A few days after the tragedy of the newborn found dead in a Caritas container in Milan, this story has shocked Italy. The baby abandoned on Wednesday weighs 2.9 kilos and is fine. From her features, she could be of South American origin. “Her vital parameters were perfect, the umbilical cord cut well, maybe she was just hungry because she kept sucking her little hand,” says Antonella Matta, 38, who first cared for her and then chose her name along with an emergency obstetrician from the hospital. Papa Giovanni XXIII, where she was immediately transferred by ambulance.
She decided on Naomi simply because she liked her, “but in Hebrew it means sweetness and joy,” Bonomi notes. The baby was wearing a bodysuit and a pale pink jumper, “she was beautiful, groomed and very well cared for”, adds Matta, who has just returned from another ambulance service, mother of three daughters: “I would not have minded a fourth girl”, smile.
Matta opened the crib. “She was shaking her head a little from side to side, but she was calm,” she explains. “I picked her up and took her inside of her.
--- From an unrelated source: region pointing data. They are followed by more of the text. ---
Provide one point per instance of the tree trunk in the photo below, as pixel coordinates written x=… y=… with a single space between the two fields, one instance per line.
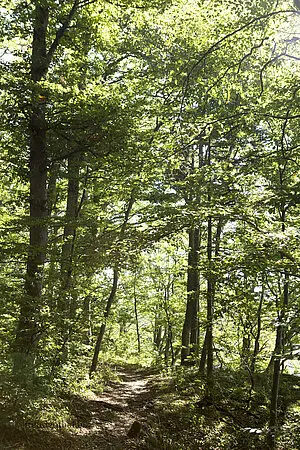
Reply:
x=277 y=366
x=28 y=329
x=210 y=310
x=103 y=325
x=136 y=315
x=113 y=289
x=258 y=331
x=190 y=330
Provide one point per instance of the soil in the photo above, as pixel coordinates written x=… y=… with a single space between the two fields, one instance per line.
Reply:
x=116 y=419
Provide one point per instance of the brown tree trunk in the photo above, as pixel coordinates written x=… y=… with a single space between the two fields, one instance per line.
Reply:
x=28 y=329
x=210 y=310
x=113 y=290
x=138 y=335
x=103 y=325
x=190 y=330
x=271 y=441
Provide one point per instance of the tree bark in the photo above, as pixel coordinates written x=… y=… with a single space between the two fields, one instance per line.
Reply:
x=136 y=315
x=28 y=329
x=210 y=310
x=113 y=289
x=103 y=325
x=190 y=330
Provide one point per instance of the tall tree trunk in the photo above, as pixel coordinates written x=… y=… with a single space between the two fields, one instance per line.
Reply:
x=190 y=330
x=277 y=366
x=279 y=346
x=258 y=330
x=113 y=289
x=103 y=325
x=211 y=289
x=210 y=310
x=28 y=330
x=138 y=335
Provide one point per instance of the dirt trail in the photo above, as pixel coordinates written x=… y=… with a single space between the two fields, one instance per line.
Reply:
x=112 y=414
x=101 y=422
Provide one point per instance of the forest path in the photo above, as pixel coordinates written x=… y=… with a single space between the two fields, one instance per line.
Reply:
x=105 y=421
x=100 y=421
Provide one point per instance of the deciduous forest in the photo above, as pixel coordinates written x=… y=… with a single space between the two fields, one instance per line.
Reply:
x=150 y=224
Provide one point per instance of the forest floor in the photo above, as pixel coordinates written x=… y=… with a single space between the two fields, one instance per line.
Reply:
x=143 y=410
x=115 y=419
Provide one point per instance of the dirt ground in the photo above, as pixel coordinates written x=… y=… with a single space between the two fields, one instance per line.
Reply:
x=116 y=419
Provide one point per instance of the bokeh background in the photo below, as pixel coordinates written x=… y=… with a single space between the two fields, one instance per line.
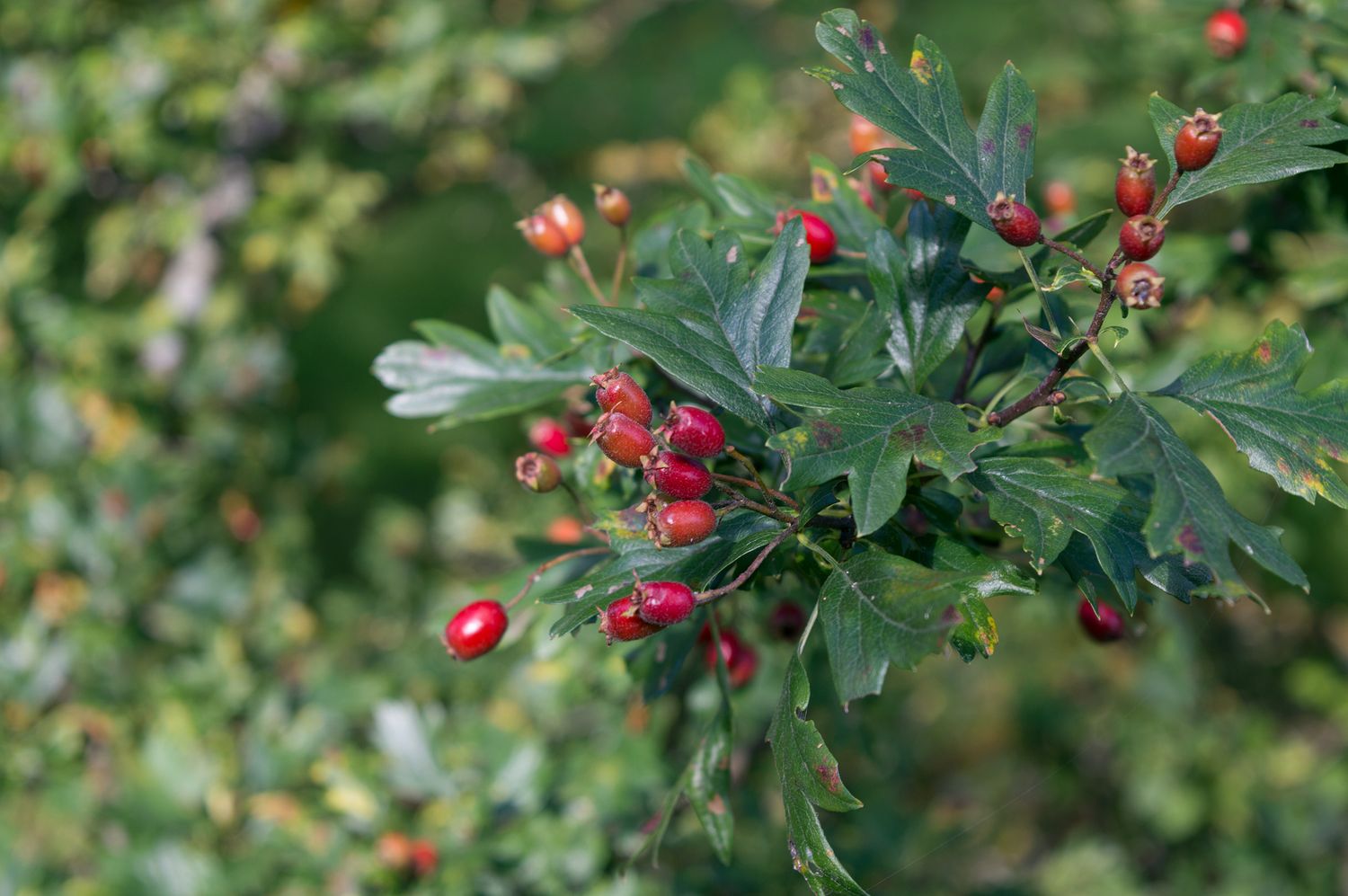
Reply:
x=224 y=566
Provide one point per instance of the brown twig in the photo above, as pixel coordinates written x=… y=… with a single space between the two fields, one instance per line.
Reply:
x=557 y=561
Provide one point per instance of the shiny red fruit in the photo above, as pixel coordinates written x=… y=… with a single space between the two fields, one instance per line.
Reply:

She cried a bit, but then, in her arms, she calmed down right away.” After her first checks, they bandaged her navel and then, wrapped in a blanket, they transferred her to the hospital, first to the emergency room and then to the neonatology service, where she will undergo further tests.
“At first, I felt disbelief. We often have curious people who open the crib to see what is inside. When we realized that there really was a girl, it was a great emotion, deep, visceral. It was beautiful,” says Antonella Matta.
It is the first time that a mother places her baby in the “cradle for life” in Bergamo, which has been at the Red Cross headquarters for four years, after being transferred from the Matris Domini monastery in Via Locatelli. Managed by the Italian Women’s Medical Association, the cradle has heating and a first-aid kit that can be restored immediately: a sheet, a blanket, a resuscitation kit in case of emergency.
When the window is opened, the alarm and the camera are activated. The mother is guaranteed absolute anonymity, just like in a hospital. At Pope Giovanni XXIII, the average number of babies given up for adoption is two per year. In 2023, there were no cases. The fate of Noemi will be decided by the Juvenile Court of Brescia.
“They called me by phone from the switchboard when I was returning to Bergamo and they were all crying,” says Bonomi, in the Red Cross since 2006 and president since the Bergamo committee has existed (2017): “It was a very strong emotion, just like the message of love that the mother left later, from which the awareness of not being able to give the child a future really emerges. Through the ‘cradle’ we hope to have offered him the opportunity for a better life”.